# Your BEST TANK PICTURE EVER!



## briang (Nov 17, 2008)

Everyone has a pic.of their tank that they consider their favorite. How about showing us your best picture ever. It could be recent or from years ago. Feel free to post your next favorite one also. Everyone loves a good picture. It doesn't have to be the best picture in the world, just the best one for you. PLEASE SHARE and don't be shy. I'm sure that we will LOVE YOUR pictures!!!My best one EVER is this.


----------



## wake49 (Jul 2, 2008)

That pic is awesome! I'll post up when I get an Internet that isn't my phone...


----------



## n1zjd (Jan 25, 2010)

wake49 said:


> That pic is awesome! I'll post up when I get an Internet that isn't my phone...


Yeah, Im with wake here, that pic is just awesome! I would post up something but I really dont have anything nearly worthy. Maybe in 3 months or so when my reef matures some I will be able to post up something. But I had to chime in and tell you how amazing that pic is. What kind of camera is that? My camera takes descent pics but theres a skill when it comes to photography, and I dont have it lol


----------



## wake49 (Jul 2, 2008)

Alright, this is my favorite pic of my tank: (take in mind that cell phone pics are the best I get)
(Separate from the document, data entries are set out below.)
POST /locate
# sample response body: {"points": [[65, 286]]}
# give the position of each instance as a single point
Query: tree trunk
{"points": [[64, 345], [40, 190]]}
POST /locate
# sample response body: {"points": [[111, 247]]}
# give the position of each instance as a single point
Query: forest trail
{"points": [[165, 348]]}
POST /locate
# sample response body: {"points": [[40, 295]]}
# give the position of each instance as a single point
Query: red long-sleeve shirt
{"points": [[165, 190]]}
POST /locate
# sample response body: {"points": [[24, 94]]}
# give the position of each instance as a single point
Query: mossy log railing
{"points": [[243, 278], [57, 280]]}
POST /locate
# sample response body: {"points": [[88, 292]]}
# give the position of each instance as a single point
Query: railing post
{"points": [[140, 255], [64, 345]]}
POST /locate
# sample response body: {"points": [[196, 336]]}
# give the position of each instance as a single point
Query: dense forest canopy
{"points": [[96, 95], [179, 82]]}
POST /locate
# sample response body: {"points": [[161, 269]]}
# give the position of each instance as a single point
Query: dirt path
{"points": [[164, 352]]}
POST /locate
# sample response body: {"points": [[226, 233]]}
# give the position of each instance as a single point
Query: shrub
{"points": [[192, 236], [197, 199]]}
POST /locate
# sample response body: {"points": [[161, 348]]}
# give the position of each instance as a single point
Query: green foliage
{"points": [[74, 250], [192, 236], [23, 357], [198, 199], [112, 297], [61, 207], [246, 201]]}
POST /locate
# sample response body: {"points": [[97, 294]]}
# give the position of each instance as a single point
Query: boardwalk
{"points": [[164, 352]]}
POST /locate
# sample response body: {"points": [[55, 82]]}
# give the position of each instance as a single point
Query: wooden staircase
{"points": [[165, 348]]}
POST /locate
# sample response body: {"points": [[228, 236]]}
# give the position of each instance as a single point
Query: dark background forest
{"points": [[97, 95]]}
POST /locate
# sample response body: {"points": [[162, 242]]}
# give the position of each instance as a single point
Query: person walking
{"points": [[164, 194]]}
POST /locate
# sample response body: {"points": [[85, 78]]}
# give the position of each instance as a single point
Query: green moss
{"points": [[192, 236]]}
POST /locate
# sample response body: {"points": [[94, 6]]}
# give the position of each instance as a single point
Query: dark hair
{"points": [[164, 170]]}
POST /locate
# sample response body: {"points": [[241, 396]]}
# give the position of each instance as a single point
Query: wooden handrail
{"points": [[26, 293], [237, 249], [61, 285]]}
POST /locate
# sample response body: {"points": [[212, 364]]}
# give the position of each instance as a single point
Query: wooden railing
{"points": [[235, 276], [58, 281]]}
And this next one is the runner up, taken while I was in transition between tanks:


----------



## briang (Nov 17, 2008)

n1zjd said:


> Yeah, Im with wake here, that pic is just awesome! I would post up something but I really dont have anything nearly worthy. Maybe in 3 months or so when my reef matures some I will be able to post up something. But I had to chime in and tell you how amazing that pic is. What kind of camera is that? My camera takes descent pics but theres a skill when it comes to photography, and I dont have it lol


Thanks for the comments.:-D My camera is a sony handy cam. As far as having a worthy picture, The best one you took so far, or about to take, IS A WORTHY PIC. Maybe it's just a pic of your favorite fish or coral. It doesn't have to be a pro. looking shot, just your best so far. By the way, I just got lucky with that shot. :roll:


----------



## briang (Nov 17, 2008)

wake49 said:


> Alright, this is my favorite pic of my tank: (take in mind that cell phone pics are the best I get)
> 
> View attachment 8410
> 
> ...


See people, 2 great shots!!!! I could honestly see the first picture on a calendar.:-D In fact that is what I plan on doing this year for Christmas presents for a couple friends. I figure it will be better than the gift they gave me this past year. Which was NOTHING!!!!;-)


----------



## onefish2fish (Jul 22, 2008)

heres a handful a some of my favorites i took. ofcourse i have more i like, i just dont have time to look for them in all the pictures.
this is prob. one of the all time favorites


















i wish there was some way to show the scale of this guy. he's tiny.


----------



## briang (Nov 17, 2008)

onefish2fish said:


> heres a handful a some of my favorites i took. ofcourse i have more i like, i just dont have time to look for them in all the pictures.
> 
> 
> > Well, find the time!!!!! I'm just kidding. Great shots. I especially like the shot of the angel. I had one when I first started my tank 5+ years ago but it went to that big aquarium in the sky. At least that's where I hoped he was going as I flushed! lol.


----------



## n1zjd (Jan 25, 2010)

briang said:


> At least that's where I hoped he was going as I flushed! lol.


Hahaha! :lol:

Alright, heres the best Ive got right now, like I said, give me a few months!


----------



## briang (Nov 17, 2008)

n1zjd said:


> Hahaha! :lol:
> 
> Alright, heres the best Ive got right now, like I said, give me a few months!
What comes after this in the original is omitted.